Today, there is still water equivalent to a global ocean that is 65 to 130 feet deep, but most of it is frozen on the polar ice caps.

Planetary scientists have long admired ancient evidence of water flows etched into the surface of Mars – giant canyons, winding river channel solutions, and deltas as rivers push sediment into lakes. Persistence is NASA’s newest Mars rover robotIt landed in the last month Crater lake, You will head to the river delta on its banks hoping to find signs of a past life.

Without a time machine, there is no way to monitor how much water was on Mars that was younger than three billion years ago. But the hydrogen atoms floating today in the Martian atmosphere retain some of the shadow of the ancient ocean.

On Earth, about one in every 5,000 hydrogen atoms is the version known as deuterium and is twice as heavy because the nucleus contains neutrons and protons. (The nucleus of a typical type of hydrogen atom contains only one proton, and no neutrons.)

But on Mars, deuterium concentrations are significantly higher, about one in 700. Scientists at NASA’s Goddard Space Flight Center I reported this result in 2015 He said this could be used to calculate how much water is on Mars.

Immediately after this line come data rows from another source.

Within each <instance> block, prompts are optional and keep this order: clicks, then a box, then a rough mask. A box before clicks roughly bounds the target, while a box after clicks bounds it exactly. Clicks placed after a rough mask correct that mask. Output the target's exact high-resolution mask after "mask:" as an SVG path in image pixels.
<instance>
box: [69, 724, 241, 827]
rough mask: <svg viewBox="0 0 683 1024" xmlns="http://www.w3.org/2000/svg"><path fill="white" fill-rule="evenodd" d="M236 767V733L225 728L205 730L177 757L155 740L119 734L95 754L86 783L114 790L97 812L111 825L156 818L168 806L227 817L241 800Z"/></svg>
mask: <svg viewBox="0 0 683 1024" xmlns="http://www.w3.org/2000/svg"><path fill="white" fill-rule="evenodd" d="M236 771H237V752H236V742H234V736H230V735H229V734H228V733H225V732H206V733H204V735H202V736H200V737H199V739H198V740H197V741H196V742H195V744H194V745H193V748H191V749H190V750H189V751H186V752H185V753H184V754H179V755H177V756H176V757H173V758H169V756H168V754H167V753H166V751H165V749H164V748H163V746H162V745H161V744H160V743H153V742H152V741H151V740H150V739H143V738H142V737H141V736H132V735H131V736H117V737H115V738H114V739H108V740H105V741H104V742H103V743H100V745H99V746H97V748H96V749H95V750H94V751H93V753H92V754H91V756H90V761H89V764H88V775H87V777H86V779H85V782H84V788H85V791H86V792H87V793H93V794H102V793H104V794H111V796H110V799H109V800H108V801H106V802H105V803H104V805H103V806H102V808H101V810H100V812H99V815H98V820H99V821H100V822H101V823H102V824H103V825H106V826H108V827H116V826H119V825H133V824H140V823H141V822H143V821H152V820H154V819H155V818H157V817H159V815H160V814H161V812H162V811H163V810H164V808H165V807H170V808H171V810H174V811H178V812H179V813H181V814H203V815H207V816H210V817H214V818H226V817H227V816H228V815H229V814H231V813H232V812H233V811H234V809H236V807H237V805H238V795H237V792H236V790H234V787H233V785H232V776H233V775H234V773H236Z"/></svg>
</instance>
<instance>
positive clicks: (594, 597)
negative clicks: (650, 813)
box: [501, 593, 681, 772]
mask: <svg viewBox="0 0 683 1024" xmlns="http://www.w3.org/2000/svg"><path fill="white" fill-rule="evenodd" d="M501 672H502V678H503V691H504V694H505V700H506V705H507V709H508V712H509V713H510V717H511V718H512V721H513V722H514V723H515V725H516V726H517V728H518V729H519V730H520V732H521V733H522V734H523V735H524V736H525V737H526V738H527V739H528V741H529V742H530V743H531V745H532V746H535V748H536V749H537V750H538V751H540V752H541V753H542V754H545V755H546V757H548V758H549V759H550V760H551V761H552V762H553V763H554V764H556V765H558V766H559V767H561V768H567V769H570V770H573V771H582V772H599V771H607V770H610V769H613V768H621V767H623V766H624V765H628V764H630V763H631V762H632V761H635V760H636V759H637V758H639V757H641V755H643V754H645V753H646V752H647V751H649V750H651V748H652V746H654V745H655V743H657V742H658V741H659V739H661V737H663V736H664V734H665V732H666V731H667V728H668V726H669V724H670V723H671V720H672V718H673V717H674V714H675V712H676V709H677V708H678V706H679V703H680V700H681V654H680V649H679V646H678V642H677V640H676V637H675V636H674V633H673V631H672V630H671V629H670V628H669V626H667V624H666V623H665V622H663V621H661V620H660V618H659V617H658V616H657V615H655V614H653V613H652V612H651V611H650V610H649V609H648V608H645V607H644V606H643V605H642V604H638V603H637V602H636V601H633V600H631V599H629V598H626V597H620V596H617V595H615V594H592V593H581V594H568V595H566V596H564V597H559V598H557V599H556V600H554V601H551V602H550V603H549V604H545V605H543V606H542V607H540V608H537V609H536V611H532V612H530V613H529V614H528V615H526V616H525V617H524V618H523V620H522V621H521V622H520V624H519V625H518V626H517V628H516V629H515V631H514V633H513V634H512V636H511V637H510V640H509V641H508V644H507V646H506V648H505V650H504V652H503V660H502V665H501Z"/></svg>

Mars may have started with a deuterium to hydrogen ratio similar to Earth’s, but the deuterium fraction increases over time as water evaporates and hydrogen is lost in space, because heavier deuterium tends not to escape from the atmosphere.

The problem with this story is that Mars doesn’t lose hydrogen fast enough, said Renew Hu, a scientist at NASA’s Jet Propulsion Laboratory and another author of the current scientific paper. Dr Hu said NASA’s measurements of Mars’ atmosphere and the evolution of its fluctuating orbits, or mavens, show that the current rate, which was extrapolated over four billion years, “could represent a fraction of water loss.” “It’s not enough to explain how dry Mars is.”